This story was first published in digitalhealth.net

NHS leaders have made an impassioned plea for vital capital investment in the health service as negotiations on the comprehensive spending review reach their final, critical stage.
Trust leaders welcomed recent financial commitments by the government to invest an extra £5.4 billion in the NHS for the second half of this financial year, including £500 million of additional capital to support elective care this winter.
However, NHS Providers has argued that the remains a risk this funding will not deliver the desired improvements without a longer-term capital settlement for the service, which would provide crucial investment in areas such as the NHS estate, ambulances, and digital technology.
Beyond the earmarked £5.4 billion funding for hospital building and upgrades, the organisations says that the NHS needs wide ranging investment across its estates and facilities to tackle the alarming maintenance backlog and to respond to the record care backlog across acute, mental health and community services, and unprecedented pressure on urgent and emergency care.
NHS Providers is calling for annual real terms funding increases to the Department of Health and Social Care's capital budget – an extra £1.5 billion by 2024/25 as an absolute minimum – as part of a new capital settlement to ensure the NHS has the day-to-day funds it needs to transform services and improve access to care in the wake of the coronavirus pandemic.

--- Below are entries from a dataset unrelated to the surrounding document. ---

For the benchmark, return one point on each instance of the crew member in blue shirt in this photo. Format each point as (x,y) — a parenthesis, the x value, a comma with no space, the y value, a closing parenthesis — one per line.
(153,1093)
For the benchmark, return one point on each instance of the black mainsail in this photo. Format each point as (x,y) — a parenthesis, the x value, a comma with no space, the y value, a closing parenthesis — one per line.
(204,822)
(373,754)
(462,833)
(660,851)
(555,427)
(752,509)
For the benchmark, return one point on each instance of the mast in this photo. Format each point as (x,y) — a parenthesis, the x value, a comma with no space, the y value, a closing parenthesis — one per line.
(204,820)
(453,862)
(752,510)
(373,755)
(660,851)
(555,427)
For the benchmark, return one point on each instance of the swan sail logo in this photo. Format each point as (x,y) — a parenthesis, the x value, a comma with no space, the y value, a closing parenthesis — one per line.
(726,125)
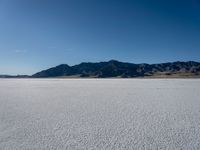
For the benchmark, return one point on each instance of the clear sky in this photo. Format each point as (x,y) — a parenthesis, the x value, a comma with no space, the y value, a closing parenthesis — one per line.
(37,34)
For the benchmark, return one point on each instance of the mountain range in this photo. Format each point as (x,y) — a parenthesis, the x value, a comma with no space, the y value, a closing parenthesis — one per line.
(117,69)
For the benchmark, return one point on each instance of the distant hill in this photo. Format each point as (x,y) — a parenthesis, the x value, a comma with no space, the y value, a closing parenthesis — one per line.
(118,69)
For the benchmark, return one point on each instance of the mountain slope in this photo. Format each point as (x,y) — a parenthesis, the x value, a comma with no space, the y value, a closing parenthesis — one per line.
(115,68)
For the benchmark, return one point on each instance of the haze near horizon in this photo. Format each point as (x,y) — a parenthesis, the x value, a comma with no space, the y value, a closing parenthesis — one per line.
(39,34)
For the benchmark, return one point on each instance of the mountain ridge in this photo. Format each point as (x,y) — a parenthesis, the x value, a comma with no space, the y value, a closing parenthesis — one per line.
(114,68)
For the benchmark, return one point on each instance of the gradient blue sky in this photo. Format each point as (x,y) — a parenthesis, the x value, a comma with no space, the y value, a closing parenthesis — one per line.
(37,34)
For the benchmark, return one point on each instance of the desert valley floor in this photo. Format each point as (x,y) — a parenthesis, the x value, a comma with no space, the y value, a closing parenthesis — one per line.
(99,114)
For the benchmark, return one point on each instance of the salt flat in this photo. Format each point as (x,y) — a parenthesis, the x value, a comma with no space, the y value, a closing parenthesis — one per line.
(98,114)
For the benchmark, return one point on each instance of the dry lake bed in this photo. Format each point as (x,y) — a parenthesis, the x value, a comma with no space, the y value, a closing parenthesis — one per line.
(99,114)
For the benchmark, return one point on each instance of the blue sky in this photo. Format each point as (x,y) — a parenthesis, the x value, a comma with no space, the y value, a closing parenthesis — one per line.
(37,34)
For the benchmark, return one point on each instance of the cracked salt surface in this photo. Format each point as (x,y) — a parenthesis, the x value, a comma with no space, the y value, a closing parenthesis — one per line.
(98,114)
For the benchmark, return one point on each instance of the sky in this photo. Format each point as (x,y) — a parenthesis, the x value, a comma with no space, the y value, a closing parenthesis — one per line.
(38,34)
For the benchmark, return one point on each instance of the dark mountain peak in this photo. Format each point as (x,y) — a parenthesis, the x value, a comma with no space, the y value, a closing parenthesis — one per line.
(114,68)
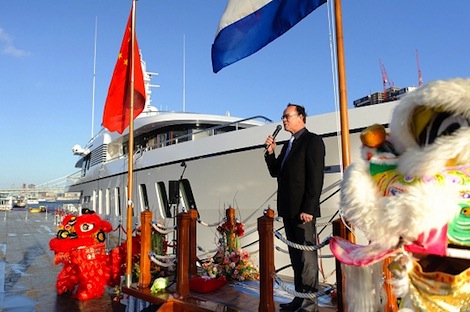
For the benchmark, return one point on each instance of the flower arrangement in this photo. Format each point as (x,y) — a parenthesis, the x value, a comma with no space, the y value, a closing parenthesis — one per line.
(231,261)
(236,265)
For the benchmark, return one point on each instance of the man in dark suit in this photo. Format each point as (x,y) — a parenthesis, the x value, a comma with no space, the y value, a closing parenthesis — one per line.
(299,170)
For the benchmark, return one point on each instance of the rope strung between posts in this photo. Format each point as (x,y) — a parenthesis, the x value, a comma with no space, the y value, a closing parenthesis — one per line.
(286,252)
(279,219)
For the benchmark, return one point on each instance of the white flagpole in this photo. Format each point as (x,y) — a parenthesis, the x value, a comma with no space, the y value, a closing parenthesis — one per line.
(130,159)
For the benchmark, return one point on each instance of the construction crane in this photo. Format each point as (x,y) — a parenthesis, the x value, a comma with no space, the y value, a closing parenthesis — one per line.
(420,77)
(385,81)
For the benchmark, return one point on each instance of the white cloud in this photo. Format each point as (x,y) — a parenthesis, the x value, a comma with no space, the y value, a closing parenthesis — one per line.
(7,47)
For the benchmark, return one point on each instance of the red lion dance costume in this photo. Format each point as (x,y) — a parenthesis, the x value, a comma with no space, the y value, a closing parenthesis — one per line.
(80,247)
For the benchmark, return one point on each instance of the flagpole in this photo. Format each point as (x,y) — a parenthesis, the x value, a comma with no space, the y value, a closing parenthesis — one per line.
(345,138)
(130,159)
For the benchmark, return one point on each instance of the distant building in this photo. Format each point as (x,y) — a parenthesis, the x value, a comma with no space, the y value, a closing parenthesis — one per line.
(391,94)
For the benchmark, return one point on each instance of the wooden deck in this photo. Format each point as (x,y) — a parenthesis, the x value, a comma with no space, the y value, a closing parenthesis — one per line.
(28,276)
(234,296)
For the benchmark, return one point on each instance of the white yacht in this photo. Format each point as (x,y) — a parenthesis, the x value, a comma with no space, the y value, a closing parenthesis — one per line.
(209,162)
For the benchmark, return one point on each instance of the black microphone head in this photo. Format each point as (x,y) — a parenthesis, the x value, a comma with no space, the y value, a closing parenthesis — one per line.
(278,128)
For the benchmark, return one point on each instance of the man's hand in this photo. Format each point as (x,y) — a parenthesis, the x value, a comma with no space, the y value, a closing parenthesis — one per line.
(271,143)
(305,217)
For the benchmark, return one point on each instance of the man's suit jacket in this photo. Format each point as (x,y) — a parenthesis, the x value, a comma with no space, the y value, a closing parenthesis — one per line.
(300,180)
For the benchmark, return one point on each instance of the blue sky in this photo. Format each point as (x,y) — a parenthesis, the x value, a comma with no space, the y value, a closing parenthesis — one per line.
(46,66)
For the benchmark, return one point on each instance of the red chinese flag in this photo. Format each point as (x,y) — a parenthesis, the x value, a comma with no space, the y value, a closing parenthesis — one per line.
(116,115)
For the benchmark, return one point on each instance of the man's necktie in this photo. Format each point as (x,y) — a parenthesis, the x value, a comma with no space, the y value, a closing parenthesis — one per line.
(289,146)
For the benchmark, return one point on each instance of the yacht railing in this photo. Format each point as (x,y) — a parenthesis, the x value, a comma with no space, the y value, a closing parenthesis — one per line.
(209,132)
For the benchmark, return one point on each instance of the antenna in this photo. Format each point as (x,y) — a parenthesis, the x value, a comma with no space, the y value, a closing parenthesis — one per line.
(385,80)
(420,76)
(94,79)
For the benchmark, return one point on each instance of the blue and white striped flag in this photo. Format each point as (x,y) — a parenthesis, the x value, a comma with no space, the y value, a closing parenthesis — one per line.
(248,25)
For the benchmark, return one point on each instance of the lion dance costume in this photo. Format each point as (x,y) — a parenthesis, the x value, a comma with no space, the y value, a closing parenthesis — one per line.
(87,267)
(410,195)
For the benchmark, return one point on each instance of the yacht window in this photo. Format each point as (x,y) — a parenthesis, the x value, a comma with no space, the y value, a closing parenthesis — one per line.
(117,202)
(144,201)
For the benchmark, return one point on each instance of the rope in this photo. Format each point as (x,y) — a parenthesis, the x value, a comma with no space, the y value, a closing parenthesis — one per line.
(279,219)
(124,230)
(153,257)
(162,230)
(325,242)
(285,287)
(286,252)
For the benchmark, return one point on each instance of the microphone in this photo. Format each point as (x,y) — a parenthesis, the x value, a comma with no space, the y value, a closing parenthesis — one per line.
(276,131)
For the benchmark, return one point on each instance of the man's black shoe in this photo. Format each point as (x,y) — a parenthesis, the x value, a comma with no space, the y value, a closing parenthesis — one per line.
(293,305)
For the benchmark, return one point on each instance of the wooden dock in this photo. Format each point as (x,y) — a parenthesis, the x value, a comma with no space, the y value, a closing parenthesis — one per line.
(28,276)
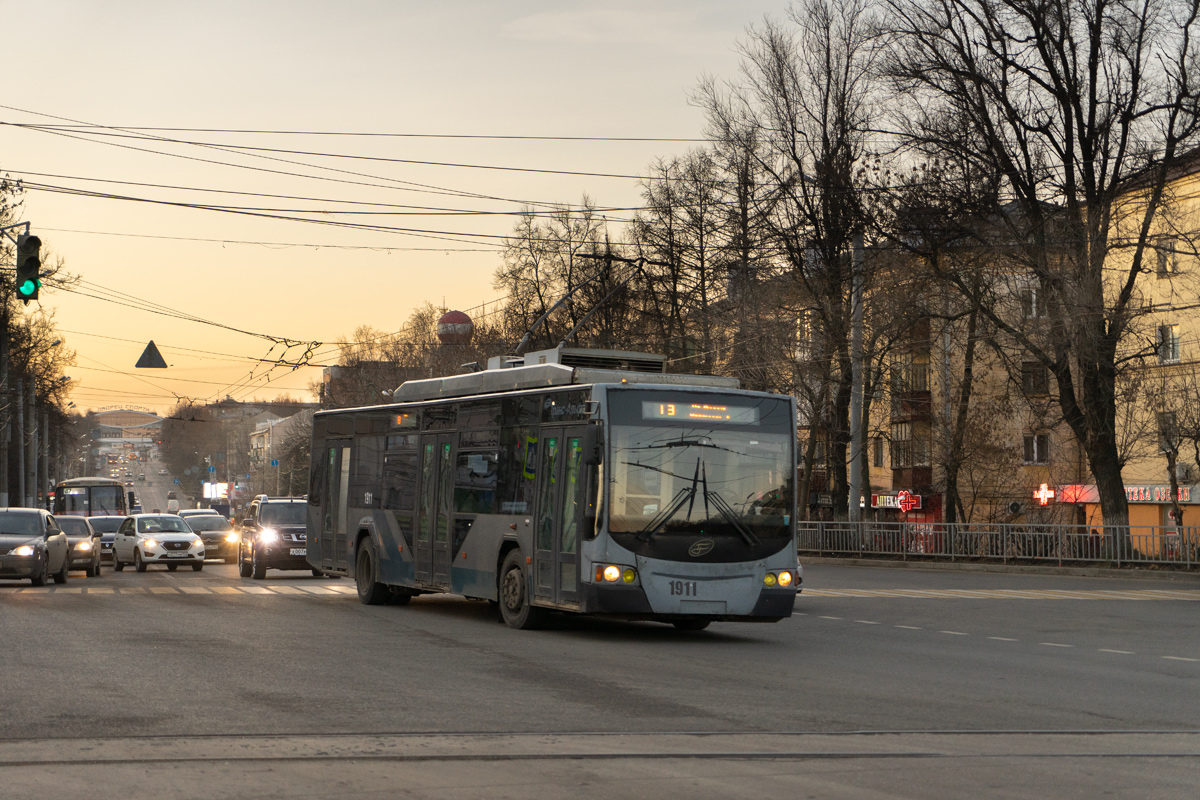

Saffron Cordery, deputy chief executive of NHS Providers, said: "The benefits of capital investment in the NHS are substantial. From fixing leaking roofs and broken boilers, to removing ligature points in mental health facilities and replacing outdated technology, capital investment has the potential to transform the NHS. With the right level of investment, the NHS could play an even bigger role in turning the government's ambitions for net zero and ‘levelling up’ from ambition to reality.
"Trust leaders know the NHS has received significant sums in recent weeks to help it deal with Covid-19 pandemic and to deliver services over the next three years. This funding is, of course, incredibly welcome at a time when the public purse strings are being tightened. But to deliver the benefits we all want, that investment must be underpinned by appropriate capital funding – a critical piece of the jigsaw – to help bring long neglected parts of the NHS estate into the 21st century.
"This must be alongside a multi-year capital settlement for the NHS. The NHS cannot go from year to year not knowing how much capital it is going to get. This is far from ideal for a service that needs to plan for the future so it can best meet a complex array of patients' needs. Protecting and enhancing patient care, supporting recovery from the pandemic and ensuring staff work in safe environments is a price worth paying. That's why we're calling for a strong capital settlement for the NHS in next month's CSR."